From: Revit Architecture 2013 Essential Training

Video: Working with slope arrows

There is one more way that we can create slope in a roof or even in a floor slab, and that's using something called a slope arrow. So I am in a file called Slope Arrows, and slope arrows are typically used when the slope that you want to define doesn't run perpendicular to the edge. So another way to state that is when we used the Slope Defining check box in the previous movies, it was turning that edge of the sketch into a piano hinge. So if I select this roof right here and I edit the footprint, if I select one of these edges and turn on Defines Slope, it's kind of like this is a hinge.

Working with slope arrows

There is one more way that we can create slope in a roof or even in a floor slab, and that's using something called a slope arrow. So I am in a file called Slope Arrows, and slope arrows are typically used when the slope that you want to define doesn't run perpendicular to the edge. So another way to state that is when we used the Slope Defining check box in the previous movies, it was turning that edge of the sketch into a piano hinge. So if I select this roof right here and I edit the footprint, if I select one of these edges and turn on Defines Slope, it's kind of like this is a hinge.

But, I am going to turn that off. What if the slope doesn't run perpendicular to that edge? It doesn't hinge on that edge, it runs at another angle. That's really where a slope arrow can be a very handy thing. With the slope arrow, you just simply draw this arrow and the arrow has two points; it's got a low point and a high point. And you define what those points are and then the slope of the roof will follow along that arrow. So all I have to do is click the slope arrow. And in this example, I'm going to go from corner to corner here, so I am going to go from this corner of the building over to this corner of the building using my Object Snaps in both directions.

Let me zoom in just a little bit here so we can see. And with this arrow still selected, if I look over here on the Properties palette, there are two things we can specify; we can either specify the height at the tail or the slope along the arrow. So if we do the Height features, you get a low point and a high point. So in the default, it saying it's 0 here, and it's 10 feet here. So it starts at 0, slopes up to 10 feet. If you switch this to Slope, it turns off that feature.

It grays it out and then down here you would actually put in a slope in the traditional rise overrun format. So the way you define the slope is really up to you.
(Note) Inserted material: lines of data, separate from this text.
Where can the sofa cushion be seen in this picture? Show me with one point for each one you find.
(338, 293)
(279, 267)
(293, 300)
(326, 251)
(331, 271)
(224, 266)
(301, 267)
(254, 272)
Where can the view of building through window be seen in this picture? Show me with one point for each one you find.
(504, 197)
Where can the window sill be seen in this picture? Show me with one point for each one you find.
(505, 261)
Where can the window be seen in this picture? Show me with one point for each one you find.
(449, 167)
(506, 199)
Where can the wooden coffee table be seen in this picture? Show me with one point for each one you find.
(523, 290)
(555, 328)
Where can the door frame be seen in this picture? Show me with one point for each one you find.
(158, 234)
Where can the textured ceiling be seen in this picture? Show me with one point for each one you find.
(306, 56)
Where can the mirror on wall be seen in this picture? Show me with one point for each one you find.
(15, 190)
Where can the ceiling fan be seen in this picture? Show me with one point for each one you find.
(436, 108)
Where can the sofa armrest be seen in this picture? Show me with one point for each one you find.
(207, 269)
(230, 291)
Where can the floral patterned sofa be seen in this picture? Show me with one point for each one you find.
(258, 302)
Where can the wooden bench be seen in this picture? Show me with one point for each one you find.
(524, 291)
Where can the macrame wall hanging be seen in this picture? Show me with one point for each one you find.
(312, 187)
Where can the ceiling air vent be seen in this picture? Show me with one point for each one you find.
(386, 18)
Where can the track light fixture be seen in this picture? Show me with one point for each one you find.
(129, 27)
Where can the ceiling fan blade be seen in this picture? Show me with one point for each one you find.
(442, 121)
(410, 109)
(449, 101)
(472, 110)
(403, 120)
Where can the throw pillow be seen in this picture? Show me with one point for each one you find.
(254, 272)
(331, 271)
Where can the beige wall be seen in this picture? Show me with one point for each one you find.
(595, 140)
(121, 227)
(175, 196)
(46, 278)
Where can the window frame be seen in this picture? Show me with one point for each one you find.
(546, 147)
And this one, I'm going to do the Height at Tail and I'm going to accept that default 10 feet, apply that, and I'm going to finish the roof. Let's see what we get. Now if we look at this, it's best if you orbit in 3D here. So I am going to hold my Shift key and spin the wheel and you can kind of start to see what it did. So instead of the slope matching just one of the edges of the roof, it actually runs along the diagonal of the roof.

You can kind of see that very clearly with this view here. So the low point is way down at this corner, high point up here. All right, let's look at another quick example over here. I'm going to select this one, edit the footprint. I'm going to give myself a guideline here. Sometimes, it's easier to do it that way. I want to use the midpoint right here, so you just have to make sure you erase that guideline when you're done. Let me draw a slope arrow, and this slope arrow, I only want to go half way. So I am going to snap to that midpoint, and I'm going to change the height at the arrowhead to 5 feet.

And then I'm going to keep that thing selected, go to Mirror, and I am going to mirror around this guideline that I drew, and then of course, I need to delete the guideline. If I don't delete the guideline and I try and finish, Revit will complain because I haven't got a valid sketch right now. So I have to click Continue and delete the offending line, and now I should be able to finish and watch what kind of roof I get here. Now your contractor is going to love you if you do this roof because it's going to be really difficult to frame. But you know, it's not that unusual, so you could maybe give that one a try.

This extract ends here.